A principios de este año alguien
en quien confiaba, en un momento de locura, drogas y alcohol, decidió tentar al
destino en una especie de ruleta rusa, arriesgando el todo por el todo, pero
ignoró olímpicamente que en el mismo auto veníamos dos personas ajenas a su
voluntad. El resultado: un aparatoso accidente en el que yo debí quedar
prensado, sin posibilidad de seguir con vida, hoy, en este instante en el que
escribo estas líneas.
Unos
lo llamarían “milagro”. Pero salí ileso no por la mano de algún ser divino. Mi
extrema delgadez me permitió sobrevivir en cuclillas al impacto del vehículo a
toda velocidad contra un poste al otro extremo de la avenida, un poste que, al
abrir los ojos, estaba justo en mi costado, a unos centímetros de mi cuerpo
reducido a un manojo de nervios e histeria porque, he de confesar, me aterran
los espacios reducidos (claustrofobia, le llaman comúnmente).
La
experiencia que me dejó el incidente debería haber bastado para “abrir los
ojos” y arrojarme a la vida “en serio”, con una actitud positiva, abandonando
los fantasmas que me consumen día y noche porque hablan de la sombra en el
espejo. Sin embargo, no soy la clase de personas que asimilan en la
cotidianidad una página más de un libro de Paulo Cohelo. Al contrario, me empeño
en vivir un drama fragmentario porque este dolor me recuerda la posibilidad de
“estar vivo”, con todo lo que ello implica.
Después
de esto, no temo la muerte: me aterra la posibilidad de seguir con vida. En mi
camino los demás se han forjado una imagen de mí con la cual no me identifico.
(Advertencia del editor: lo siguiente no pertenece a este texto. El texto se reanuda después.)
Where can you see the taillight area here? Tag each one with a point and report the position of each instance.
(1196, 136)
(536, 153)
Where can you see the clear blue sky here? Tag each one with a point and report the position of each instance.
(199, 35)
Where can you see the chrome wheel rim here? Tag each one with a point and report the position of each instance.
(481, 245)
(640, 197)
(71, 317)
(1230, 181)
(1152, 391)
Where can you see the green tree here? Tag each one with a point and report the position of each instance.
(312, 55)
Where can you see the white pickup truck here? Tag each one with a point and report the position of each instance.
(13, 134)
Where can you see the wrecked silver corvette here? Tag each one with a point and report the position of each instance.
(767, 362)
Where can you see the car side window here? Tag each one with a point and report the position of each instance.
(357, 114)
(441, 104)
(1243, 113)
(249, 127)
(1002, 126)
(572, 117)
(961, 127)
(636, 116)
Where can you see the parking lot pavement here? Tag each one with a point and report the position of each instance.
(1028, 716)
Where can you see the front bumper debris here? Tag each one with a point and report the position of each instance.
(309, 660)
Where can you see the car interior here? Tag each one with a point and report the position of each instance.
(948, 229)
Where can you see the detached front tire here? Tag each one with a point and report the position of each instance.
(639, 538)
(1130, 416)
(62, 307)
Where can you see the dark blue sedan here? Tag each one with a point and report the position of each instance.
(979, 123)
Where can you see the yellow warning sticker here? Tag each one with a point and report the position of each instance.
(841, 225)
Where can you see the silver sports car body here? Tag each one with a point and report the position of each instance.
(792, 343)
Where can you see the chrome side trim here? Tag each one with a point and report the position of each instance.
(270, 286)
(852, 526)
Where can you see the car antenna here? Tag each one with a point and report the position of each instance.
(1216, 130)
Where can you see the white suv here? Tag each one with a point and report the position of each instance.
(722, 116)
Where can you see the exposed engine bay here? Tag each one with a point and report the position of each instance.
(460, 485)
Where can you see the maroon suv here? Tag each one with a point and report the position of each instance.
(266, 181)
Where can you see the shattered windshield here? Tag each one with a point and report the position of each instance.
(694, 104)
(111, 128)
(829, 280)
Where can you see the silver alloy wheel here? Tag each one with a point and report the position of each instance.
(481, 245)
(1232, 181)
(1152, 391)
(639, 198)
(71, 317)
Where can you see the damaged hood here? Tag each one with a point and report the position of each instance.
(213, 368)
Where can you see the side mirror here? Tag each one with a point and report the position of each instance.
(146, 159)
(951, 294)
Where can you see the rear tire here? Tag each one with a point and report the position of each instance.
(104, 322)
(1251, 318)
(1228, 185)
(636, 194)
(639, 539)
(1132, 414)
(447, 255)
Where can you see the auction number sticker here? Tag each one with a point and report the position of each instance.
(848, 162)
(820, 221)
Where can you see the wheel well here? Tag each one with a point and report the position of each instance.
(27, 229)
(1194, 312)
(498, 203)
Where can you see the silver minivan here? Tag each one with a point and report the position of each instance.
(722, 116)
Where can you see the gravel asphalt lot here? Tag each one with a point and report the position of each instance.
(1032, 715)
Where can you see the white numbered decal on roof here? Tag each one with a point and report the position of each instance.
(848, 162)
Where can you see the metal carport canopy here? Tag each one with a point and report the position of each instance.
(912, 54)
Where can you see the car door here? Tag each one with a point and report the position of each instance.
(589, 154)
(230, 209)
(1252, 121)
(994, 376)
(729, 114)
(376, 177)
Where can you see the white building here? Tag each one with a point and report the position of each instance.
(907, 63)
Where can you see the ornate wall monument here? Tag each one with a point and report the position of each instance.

Mientras “los otros” admiran la publicación de dos libros (y otros más en la
lista de espera), mi rutina laboral, aquellas frases “ácidas” que suelo
publicar en las redes sociales y otros detalles que, en suma, conforman un “Yo”
ajeno al nombre; me miro en el espejo y solo veo un cuerpo que ansía escapar de
sus propios límites.
Pertenezco
a una estirpe denominada “los hijos de Ana”. Demasiado sensible para ser “Yo”;
abyecto, corrosivo, ausente, fantasmal. Una silueta que busca fundirse con el
entorno hasta ver minada su existencia. Pero aquí estoy. Vivo por inercia,
porque en este corazón aún late un poco de vida en espera de que algo en
realidad me estremezca a tal grado que pueda arrojarme a las horas que
transcurren sin otra emoción que el abandono y la desesperanza.
No
tengo más patria que este cuerpo y, sin embargo, vivo en exilio, desterrado a
los límites de la existencia. ¿Llamar la atención? Parece algo fútil cuando uno
es Quimera Falconiforme: un monstruo cambiante, de colores atractivos y un
plumaje de artificio dispuesto para atraer a la “presa” y luego devorarla por
instinto. Algunos lo llamarían crueldad. No obstante, es parte de mi
naturaleza.
Quisiera
ver a aquellos que “juzgan” con dedo inquisidor sumergidos en la misma piel que
habito. Aquí no hay amor, no hay esperanza, no hay idea de felicidad que dibuje
una sonrisa en este rostro de mentira. Aquí dentro habita el polvo, la
pesadilla de sentir dolor ante cualquier roce con el cuerpo; aquí habitan la
noche y su locura, una sinfonía de voces que a cada latido me repiten: “no eres
suficiente”. ¿Debilidad? Yo lo llamaría “resistencia”.
Hice un altar.
Puse una vela
frente al espejo
para adorarme
en el vacío de mis ojos.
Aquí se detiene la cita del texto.